Businesses use information technology to quickly and effectively process information. Employees use electronic mail and Voice Over Internet Protocol (VOIP) telephone systems to communicate. Electronic data interchange (EDI) is used to transmit data including orders and payments from one company to another. Servers process information and store large amounts of data. Desktop computers, laptops and wireless devices are used by employees to create, process, manage and communicate information. What do you when your information technology stops working?
An information technology disaster recovery plan (IT DRP) should be developed in conjunction with the business continuity plan. Priorities and recovery time objectives for information technology should be developed during the business impact analysis. Technology recovery strategies should be developed to restore hardware, applications and data in time to meet the needs of the business recovery.
Businesses large and small create and manage large volumes of electronic information or data. Much of that data is important. Some data is vital to the survival and continued operation of the business. The impact of data loss or corruption from hardware failure, human error, hacking or malware could be significant. A plan for data backup and restoration of electronic information is essential.
For an IT disaster recovery planning project, designing of an in-depth recovery plan is highly crucial and rather the main objective of the organization.
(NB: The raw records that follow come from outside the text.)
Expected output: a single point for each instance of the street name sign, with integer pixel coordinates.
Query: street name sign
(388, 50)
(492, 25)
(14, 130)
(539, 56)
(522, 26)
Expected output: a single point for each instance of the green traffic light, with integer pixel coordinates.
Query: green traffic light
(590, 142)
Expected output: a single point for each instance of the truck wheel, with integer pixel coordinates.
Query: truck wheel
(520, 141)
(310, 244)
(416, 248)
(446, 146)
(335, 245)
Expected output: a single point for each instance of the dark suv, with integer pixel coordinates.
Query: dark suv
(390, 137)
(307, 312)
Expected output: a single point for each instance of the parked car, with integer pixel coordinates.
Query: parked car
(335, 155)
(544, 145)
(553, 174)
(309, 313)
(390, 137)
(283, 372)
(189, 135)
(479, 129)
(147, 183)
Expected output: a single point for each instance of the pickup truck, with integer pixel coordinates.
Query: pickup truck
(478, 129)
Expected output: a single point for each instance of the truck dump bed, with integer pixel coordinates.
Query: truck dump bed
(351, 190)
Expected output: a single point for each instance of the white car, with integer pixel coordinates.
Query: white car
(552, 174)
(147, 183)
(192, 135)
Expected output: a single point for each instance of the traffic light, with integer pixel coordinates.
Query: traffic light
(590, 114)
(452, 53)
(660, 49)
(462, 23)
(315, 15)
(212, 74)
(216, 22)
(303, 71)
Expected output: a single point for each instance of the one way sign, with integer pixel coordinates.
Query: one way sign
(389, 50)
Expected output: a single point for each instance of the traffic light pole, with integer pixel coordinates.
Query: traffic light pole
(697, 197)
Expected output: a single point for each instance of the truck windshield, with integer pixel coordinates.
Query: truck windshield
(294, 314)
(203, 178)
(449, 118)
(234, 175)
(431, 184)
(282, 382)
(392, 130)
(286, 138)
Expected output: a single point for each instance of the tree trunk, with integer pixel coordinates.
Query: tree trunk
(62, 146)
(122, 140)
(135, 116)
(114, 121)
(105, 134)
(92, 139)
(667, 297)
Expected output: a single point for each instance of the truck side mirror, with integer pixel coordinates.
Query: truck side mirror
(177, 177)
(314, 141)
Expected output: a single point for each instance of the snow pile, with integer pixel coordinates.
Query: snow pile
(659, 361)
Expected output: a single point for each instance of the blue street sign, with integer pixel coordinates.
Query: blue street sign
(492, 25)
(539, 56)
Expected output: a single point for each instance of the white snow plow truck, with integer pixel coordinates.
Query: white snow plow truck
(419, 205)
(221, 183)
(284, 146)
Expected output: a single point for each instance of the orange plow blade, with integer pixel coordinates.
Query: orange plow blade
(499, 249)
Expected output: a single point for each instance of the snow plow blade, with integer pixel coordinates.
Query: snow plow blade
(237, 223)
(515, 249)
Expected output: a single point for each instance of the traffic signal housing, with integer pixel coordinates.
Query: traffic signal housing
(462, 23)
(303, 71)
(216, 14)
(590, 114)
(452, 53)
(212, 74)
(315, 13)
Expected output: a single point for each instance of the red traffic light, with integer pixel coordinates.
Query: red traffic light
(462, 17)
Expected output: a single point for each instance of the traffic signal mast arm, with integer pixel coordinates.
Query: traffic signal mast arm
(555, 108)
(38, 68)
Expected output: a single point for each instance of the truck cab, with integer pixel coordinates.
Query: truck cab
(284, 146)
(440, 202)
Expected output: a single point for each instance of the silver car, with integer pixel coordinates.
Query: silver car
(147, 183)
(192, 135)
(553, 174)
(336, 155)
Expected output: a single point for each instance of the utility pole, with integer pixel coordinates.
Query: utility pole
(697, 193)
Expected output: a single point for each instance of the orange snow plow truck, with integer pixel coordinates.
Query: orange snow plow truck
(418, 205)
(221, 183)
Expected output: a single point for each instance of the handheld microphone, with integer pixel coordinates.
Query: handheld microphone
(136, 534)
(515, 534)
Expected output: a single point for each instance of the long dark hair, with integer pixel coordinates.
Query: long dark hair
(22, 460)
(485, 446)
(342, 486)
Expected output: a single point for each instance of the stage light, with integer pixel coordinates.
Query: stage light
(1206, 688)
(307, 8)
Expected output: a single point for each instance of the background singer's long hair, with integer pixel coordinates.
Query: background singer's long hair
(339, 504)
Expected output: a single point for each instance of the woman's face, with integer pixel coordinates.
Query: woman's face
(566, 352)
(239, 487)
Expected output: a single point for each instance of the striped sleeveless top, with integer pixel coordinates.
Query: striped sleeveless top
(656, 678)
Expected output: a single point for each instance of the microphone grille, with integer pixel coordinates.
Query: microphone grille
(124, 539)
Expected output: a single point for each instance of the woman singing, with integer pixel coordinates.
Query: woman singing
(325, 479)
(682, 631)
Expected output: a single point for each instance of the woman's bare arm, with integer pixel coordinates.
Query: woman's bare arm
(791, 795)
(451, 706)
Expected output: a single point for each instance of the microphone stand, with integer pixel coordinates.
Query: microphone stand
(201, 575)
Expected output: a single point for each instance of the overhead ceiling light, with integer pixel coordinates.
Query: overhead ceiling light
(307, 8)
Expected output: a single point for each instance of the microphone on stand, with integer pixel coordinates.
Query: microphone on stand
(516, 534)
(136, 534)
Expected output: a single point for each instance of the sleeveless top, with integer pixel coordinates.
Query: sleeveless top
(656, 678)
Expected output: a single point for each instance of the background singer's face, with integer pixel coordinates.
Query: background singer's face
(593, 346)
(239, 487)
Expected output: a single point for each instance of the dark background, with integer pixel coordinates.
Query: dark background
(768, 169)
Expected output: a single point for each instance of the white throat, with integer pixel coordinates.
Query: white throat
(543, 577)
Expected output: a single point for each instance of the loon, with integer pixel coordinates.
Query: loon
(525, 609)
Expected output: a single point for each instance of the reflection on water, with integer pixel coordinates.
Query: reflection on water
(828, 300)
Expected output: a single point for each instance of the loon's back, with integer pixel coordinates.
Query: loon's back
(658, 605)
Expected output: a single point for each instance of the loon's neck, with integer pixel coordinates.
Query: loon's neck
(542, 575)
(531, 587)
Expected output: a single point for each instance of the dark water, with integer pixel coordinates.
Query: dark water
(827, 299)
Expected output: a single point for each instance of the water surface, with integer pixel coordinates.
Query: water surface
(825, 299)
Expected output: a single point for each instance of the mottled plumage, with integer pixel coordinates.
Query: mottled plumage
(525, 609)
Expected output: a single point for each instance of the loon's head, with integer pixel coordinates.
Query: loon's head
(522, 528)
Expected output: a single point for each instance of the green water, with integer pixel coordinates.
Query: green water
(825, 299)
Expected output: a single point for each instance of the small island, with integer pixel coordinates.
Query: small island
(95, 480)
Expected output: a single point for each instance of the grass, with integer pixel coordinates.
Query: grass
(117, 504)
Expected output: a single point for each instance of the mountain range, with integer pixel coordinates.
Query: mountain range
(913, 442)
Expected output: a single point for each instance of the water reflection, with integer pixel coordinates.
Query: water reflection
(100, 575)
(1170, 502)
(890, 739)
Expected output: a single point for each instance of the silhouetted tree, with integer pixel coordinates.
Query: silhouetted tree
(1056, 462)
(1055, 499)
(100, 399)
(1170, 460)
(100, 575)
An effective disaster recovery plan is a detailed set of steps that needs to be undertaken by an organization to help recover its IT systems to an extent at which they can support the business at the occurrence of a disaster (Kirvan, 2013).
This paper illustrates the disaster recovery plan and associated contingency requirements for TechPro, Inc. TechPro, Inc is a software company offering IT consulting services to clients worldwide, providing customized technology and consulting services with expertise in Customer relationship management (CRM), Business process management (BPM), and Enterprise resource planning (ERP). With a workforce of nearly 800 employees, TechPro has been successfully offering state-of-the-art consulting solutions for Telecommunications, Logistics, Finance, Supply Chain, and Marketing. The development team comprises of Project Managers, Senior and Top level software developers, Business Development Managers, ERP and BPM Architects, Finance executives, and several junior staff members.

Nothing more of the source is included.